Y todo esto despierta nuestras conciencias, nos hace ver que lo que parecía inconcebible es posible. Y esto a su vez hará que se planteen las demandas políticas y sociales con mayor radicalidad y las propuestas alternativas se defiendan con mayor decisión, y seguro que la presión por el cambio aumenta. Porque ya no valdrá con que nos digan que no se puede implementar o que no es razonable o demasiado caro o poco realista, meras excusas que hasta ahora solo han paralizado cambios más drásticos, a pesar de que atendían a medidas muy efectivas contra las amenazas del cambio climático, la destrucción del medio ambiente y la injusticia social, quedaría ridículo.

Además, es de esperar que una certeza refuerce esta nueva conciencia sobre lo que es posible: el estado nos sacó de la crisis, no el mercado. De tal forma que, durante un tiempo, quede aparcado el dogma neoliberal que en tantos países ha estado matando de hambre al sistema sanitario, un importante catalizador de esta crisis, por cierto. En un futuro se apostará por el estado, y esperemos que con cierto sentido de proporción.

Por otro lado, es de esperar que se empareje esta nueva conciencia de lo posible con otra consecuencia de la crisis: una nueva seriedad ha barrido el generalizado hartazgo político, de forma que, frente a la adversidad existencial, permite a la gente ver la política con otros ojos. Y quizá, al final, esto también sirva para desenmascar a los populistas (el mayor peligro hasta ahora) y mostrarles tal y como son: unos mentirosos de armas tomar y unos perfectos payasos.
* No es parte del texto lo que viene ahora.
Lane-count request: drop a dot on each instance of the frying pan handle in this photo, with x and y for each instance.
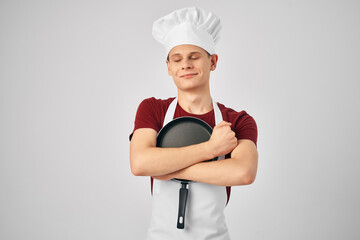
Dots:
(183, 193)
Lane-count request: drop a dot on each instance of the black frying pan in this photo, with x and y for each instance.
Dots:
(181, 132)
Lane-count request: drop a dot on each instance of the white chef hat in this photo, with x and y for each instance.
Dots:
(191, 25)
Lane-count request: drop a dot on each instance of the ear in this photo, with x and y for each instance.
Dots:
(168, 66)
(214, 59)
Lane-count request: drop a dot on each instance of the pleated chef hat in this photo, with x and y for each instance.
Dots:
(191, 25)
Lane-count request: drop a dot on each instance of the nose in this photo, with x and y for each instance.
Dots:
(186, 64)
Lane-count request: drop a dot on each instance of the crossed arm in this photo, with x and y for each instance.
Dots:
(187, 162)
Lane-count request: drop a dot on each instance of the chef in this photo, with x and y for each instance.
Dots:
(189, 36)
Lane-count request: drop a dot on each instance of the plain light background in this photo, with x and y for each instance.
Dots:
(72, 74)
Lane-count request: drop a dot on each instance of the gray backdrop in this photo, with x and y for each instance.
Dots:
(73, 73)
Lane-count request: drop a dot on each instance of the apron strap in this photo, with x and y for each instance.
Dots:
(170, 113)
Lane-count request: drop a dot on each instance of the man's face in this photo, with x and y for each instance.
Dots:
(190, 67)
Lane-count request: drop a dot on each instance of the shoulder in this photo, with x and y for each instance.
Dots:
(153, 102)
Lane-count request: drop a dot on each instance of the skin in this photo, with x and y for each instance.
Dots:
(190, 68)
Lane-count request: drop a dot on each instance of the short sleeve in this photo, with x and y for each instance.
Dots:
(147, 116)
(246, 128)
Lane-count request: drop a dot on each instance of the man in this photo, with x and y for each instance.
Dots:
(189, 36)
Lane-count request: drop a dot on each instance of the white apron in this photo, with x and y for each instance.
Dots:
(204, 217)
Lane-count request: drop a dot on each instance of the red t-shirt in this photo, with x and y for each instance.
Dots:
(151, 113)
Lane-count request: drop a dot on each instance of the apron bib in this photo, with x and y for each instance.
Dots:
(204, 218)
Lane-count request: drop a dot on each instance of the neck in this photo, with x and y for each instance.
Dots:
(195, 103)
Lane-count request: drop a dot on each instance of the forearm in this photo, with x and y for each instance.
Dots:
(154, 161)
(228, 172)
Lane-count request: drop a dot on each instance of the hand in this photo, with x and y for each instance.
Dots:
(222, 140)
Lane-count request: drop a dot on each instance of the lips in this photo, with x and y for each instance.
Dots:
(188, 75)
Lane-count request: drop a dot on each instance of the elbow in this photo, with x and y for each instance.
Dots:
(246, 178)
(137, 168)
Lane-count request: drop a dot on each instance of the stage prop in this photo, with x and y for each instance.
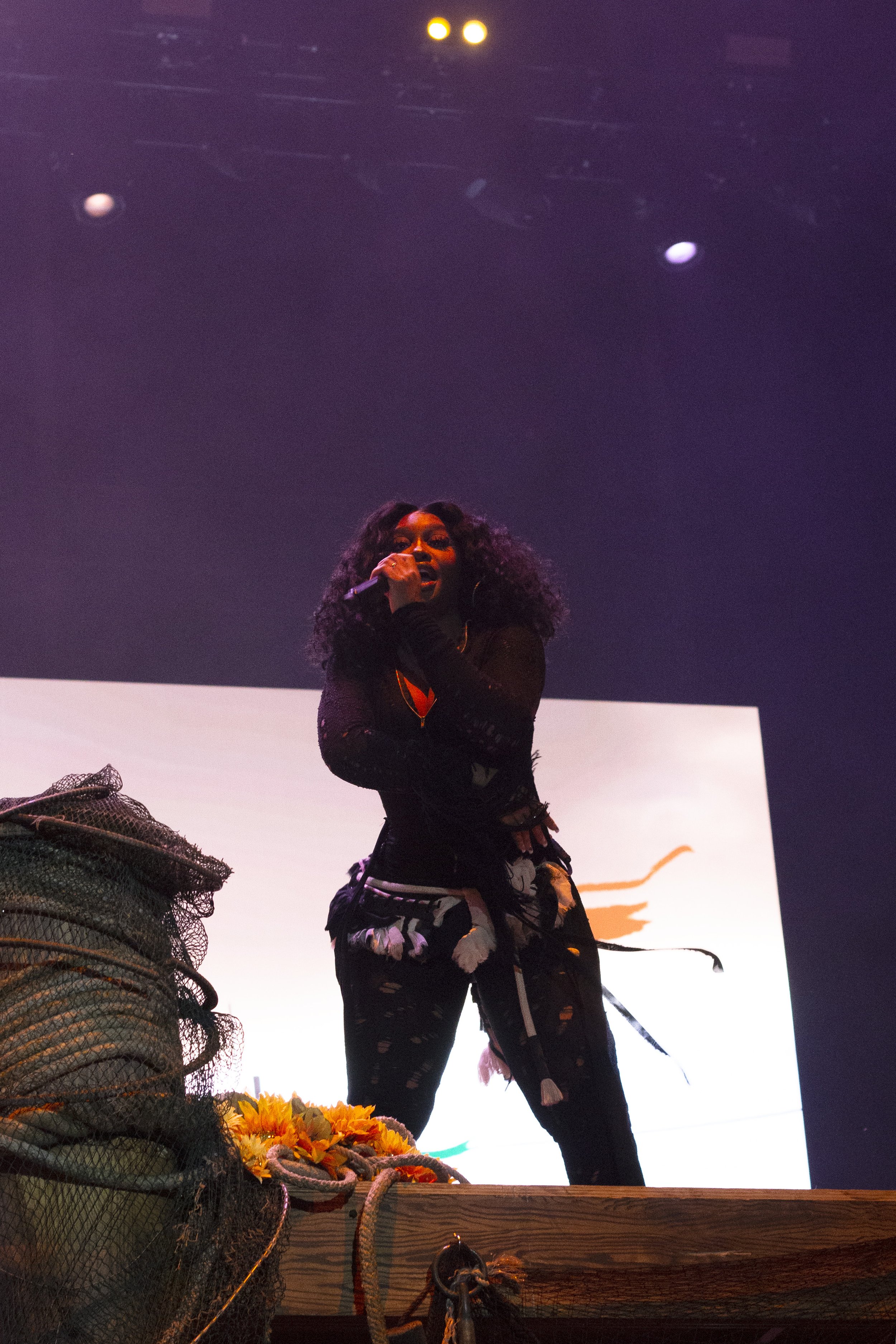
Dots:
(125, 1214)
(610, 1265)
(666, 814)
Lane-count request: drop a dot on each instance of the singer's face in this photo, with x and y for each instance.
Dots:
(428, 541)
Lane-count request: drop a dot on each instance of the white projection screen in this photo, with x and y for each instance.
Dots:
(237, 771)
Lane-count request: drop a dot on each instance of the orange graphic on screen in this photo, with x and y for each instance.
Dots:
(609, 923)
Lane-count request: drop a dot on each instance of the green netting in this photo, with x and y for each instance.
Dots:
(127, 1217)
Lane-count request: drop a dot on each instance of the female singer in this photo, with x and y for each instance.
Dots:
(432, 688)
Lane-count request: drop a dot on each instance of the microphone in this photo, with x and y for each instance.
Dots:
(367, 587)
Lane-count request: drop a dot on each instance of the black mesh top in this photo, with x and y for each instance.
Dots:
(480, 726)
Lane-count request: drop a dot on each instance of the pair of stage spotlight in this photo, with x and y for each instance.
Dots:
(473, 32)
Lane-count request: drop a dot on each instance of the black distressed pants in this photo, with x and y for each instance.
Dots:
(401, 1018)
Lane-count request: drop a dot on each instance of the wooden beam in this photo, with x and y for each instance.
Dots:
(707, 1254)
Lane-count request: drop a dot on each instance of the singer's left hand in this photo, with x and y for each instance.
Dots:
(524, 837)
(404, 580)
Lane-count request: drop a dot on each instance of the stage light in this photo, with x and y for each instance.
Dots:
(682, 253)
(97, 208)
(99, 205)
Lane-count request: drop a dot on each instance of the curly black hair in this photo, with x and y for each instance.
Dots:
(503, 582)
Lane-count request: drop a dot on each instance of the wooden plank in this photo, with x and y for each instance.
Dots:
(659, 1248)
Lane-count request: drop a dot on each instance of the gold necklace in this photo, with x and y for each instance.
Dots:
(414, 698)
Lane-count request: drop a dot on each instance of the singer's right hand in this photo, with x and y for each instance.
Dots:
(404, 580)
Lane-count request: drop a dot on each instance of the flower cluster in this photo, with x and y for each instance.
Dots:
(320, 1136)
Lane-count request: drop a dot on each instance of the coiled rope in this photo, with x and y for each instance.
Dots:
(382, 1173)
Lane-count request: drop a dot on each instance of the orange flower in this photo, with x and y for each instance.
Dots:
(389, 1144)
(352, 1124)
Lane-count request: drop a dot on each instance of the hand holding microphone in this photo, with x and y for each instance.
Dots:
(402, 576)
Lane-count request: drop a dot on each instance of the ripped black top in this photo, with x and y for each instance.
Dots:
(475, 747)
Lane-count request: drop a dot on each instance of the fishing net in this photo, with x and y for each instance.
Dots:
(840, 1296)
(125, 1214)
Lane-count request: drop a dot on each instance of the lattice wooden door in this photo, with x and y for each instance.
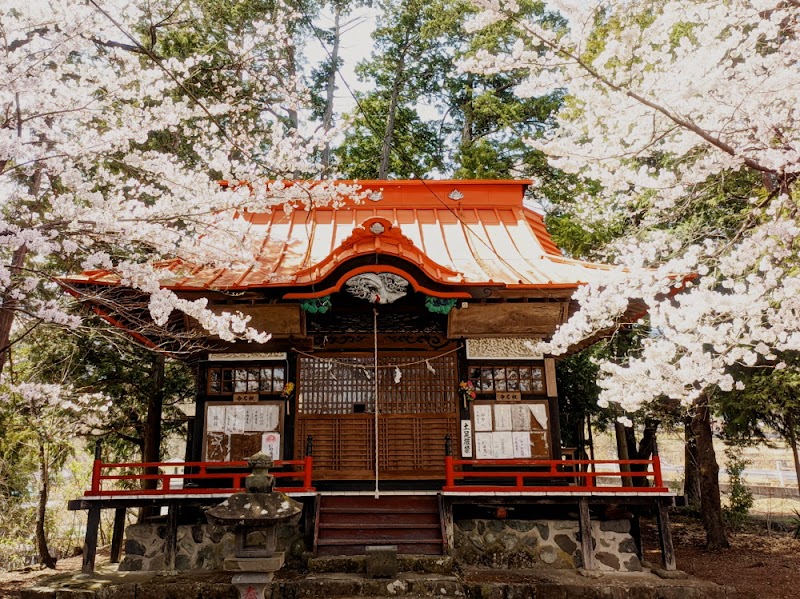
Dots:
(336, 405)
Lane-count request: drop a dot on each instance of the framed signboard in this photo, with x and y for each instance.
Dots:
(505, 431)
(235, 431)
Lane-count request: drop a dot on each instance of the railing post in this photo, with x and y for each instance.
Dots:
(309, 445)
(658, 481)
(96, 466)
(308, 472)
(448, 472)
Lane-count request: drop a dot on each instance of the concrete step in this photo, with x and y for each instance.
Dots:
(406, 583)
(353, 564)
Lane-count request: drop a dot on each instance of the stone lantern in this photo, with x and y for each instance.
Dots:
(254, 515)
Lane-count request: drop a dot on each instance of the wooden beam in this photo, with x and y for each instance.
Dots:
(90, 540)
(119, 532)
(665, 537)
(585, 530)
(505, 320)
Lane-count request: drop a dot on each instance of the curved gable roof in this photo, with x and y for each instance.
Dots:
(459, 233)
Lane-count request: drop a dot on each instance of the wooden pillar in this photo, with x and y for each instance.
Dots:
(90, 541)
(446, 515)
(665, 537)
(585, 529)
(552, 399)
(171, 537)
(119, 532)
(636, 532)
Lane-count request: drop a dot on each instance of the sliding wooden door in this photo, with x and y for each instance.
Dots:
(336, 406)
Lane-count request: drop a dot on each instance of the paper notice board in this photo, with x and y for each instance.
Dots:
(505, 431)
(234, 432)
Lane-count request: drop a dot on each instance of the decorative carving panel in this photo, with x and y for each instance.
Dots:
(499, 348)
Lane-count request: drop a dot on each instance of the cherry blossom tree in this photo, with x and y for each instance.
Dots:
(666, 100)
(111, 152)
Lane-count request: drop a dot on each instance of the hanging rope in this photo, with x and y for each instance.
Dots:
(375, 363)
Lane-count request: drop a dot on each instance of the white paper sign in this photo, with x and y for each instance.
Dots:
(265, 418)
(484, 446)
(234, 419)
(503, 446)
(215, 421)
(520, 418)
(483, 418)
(502, 417)
(466, 439)
(522, 445)
(539, 412)
(271, 445)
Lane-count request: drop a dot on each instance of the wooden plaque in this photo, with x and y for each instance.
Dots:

¿Qué le inspira esperanza?

A veces la humanidad gana en inteligencia tras las crisis, y esta en concreto cuenta con tres características que aumentan la probabilidad de poder aprender de ella.

  1. Es una experiencia colectiva mundial ante una misma amenaza, lo que genera un sentimiento de pertenencia, posibilita la empatía y origina solidaridad.
  2. Es disruptiva, aniquila la rutina diaria, inhabilita los modelos de pensamiento tradicionales y estimula nuevas formas de pensar y actuar
  3. Cuando se llegue a controlar, tendremos la sensación de haber logrado algo en común, y quizá eso nos ayude a salir de nuestra pasividad y nos anime a afrontar en común desafíos aún mayores.